One may reasonably question why Republican presidential candidate George W. Bush chose this week to pick on the federal Superfund as a way of assailing Democratic challenger Al Gore’s environmental record. One may also wonder why Gov. Bush, failing to learn from the mistakes his own father once made, chose to criticize “Earth in the Balance,” a book written by Vice President Gore that Gov. Bush says he has not read.
To do either, however, is to draw the presidential debate on the environment to the trivial. Yes, the federal Superfund program is over budget and behind schedule, as Gov. Bush noted. True, some states have had success employing their own solutions to environmental cleanups.

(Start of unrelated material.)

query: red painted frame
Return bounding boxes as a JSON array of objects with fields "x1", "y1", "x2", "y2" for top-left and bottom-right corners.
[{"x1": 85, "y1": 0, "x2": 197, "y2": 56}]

But it’s unfair to chastise Superfund officials without pointing out the both good it has accomplished and the ever-increasing need for toxic abatement. It is sillier still to imply that states, acting alone, have the means, skills and desire to meet the environmental good for the entire nation.
Environmental policy is about more than the Superfund or Vice President Gore’s often ambitious, occasionally overstated “Earth in the Balance.” The nation has many environmental priorities, some of them focused just on preserving the protections and goals already declared.
Take a look at the federal MTBE ban and limits on dioxin discharges. They are, effectively, extensions of the Clean Water Act, a cause championed by Maine’s own Sen. Ed Muskie during the 1970s and preserved by Sen. George Mitchell. The nation has debates over discontinuing road developments in forest lands, ending the subsidies of livestock grazing rights on federal lands and oil drilling rights both offshore and in national parks and preserves. All of those debates surround how best to preserve land the government has ostensibly earmarked for protection and preservation.
Even Maine struggles with the prospect of having the Atlantic salmon placed on the Endangered Species List, which has been maligned — sometimes deservedly — over the years, in spite of Americans’ overwhelming sentiments that any species under threat of extinction should be saved.
There are a multitude of challenges and questions for environmental policy, and we should expect the presidential candidates to clearly indicate their thoughts on such matters. Sniping at a single issue or an unread book does little to defend the environment.